C. R. : Les plus pauvres souvent ont perdu toute confiance dans les institutions publiques. Lorsqu’ils sont sollicités à participer, en général c’est pour les mettre en face de leurs échecs. « Pourquoi ne faites-vous pas correctement votre travail de parents ? » Mais quand on veut entamer une réflexion collective sur des problèmes cruciaux, on ne peut pas se passer de leur avis, car ce sont eux qui sont le plus à même de constater les dysfonctionnements du système et les réformes à y apporter.

RQM : Comment travaillez-vous pour permettre à chacun d’être acteur du changement ?

C. R. : Il faut favoriser un type de relation nouveau, permettre à chacun de se révéler dans sa nature propre et individuelle, faire tomber les masques, créer une vie de groupe qui unifie des personnes qui, au départ, ont l’impression de ne rien avoir en commun.

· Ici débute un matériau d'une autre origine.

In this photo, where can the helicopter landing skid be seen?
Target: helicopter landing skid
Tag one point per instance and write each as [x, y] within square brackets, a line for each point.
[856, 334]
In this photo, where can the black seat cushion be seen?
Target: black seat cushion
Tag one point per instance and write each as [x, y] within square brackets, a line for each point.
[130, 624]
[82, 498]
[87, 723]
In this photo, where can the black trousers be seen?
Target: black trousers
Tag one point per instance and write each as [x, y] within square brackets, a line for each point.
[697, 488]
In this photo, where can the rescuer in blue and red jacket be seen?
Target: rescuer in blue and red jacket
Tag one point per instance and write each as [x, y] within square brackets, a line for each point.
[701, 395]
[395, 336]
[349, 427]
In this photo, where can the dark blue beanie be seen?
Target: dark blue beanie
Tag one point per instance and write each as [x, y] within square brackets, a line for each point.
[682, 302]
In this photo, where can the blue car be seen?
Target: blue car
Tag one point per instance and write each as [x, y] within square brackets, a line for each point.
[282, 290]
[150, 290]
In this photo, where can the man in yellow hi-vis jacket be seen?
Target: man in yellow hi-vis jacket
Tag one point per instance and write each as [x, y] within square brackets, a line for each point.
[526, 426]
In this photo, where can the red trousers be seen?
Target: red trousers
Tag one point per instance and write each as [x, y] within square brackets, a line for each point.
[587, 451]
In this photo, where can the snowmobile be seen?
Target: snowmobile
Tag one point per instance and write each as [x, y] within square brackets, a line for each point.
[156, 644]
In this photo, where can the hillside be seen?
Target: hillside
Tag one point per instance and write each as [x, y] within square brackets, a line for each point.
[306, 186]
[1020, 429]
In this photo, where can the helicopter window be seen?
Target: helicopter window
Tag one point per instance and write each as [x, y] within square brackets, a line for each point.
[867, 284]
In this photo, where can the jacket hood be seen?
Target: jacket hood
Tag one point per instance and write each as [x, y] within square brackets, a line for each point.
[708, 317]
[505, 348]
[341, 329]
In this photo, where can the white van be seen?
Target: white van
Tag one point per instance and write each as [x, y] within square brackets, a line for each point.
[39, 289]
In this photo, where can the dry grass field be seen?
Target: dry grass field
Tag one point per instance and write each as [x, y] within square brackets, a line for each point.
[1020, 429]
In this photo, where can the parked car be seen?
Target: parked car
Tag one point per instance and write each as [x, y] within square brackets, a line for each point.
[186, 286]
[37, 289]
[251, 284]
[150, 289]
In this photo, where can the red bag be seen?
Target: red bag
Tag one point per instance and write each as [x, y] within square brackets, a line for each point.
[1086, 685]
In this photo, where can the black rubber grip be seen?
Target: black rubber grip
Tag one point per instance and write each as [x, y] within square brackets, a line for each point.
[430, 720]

Il faut également former les professionnels des institutions à une meilleure compréhension des publics avec lesquels ils travaillent, compréhension empathique qui permet d’entrer dans le monde de l’autre. Il faut aussi que les professionnels apprennent à se considérer comme des « guérisseurs blessés », c’est-à-dire des êtres humains capables d’aider et de conseiller en fonction de leurs compétences bien sûr, mais sans se sentir supérieurs, ni indemnes des maux sociaux qui les touchent également.

Sans intelligence collective, on ne peut répondre à la gravité des situations.

Charles Rojzman

Charles Rojzman est sociothérapeute, fondateur d’Impatiences démocratiques. Il enseigne à l’université de Nancy (en psychologie des actions interculturelles) et a publié plusieurs ouvrages.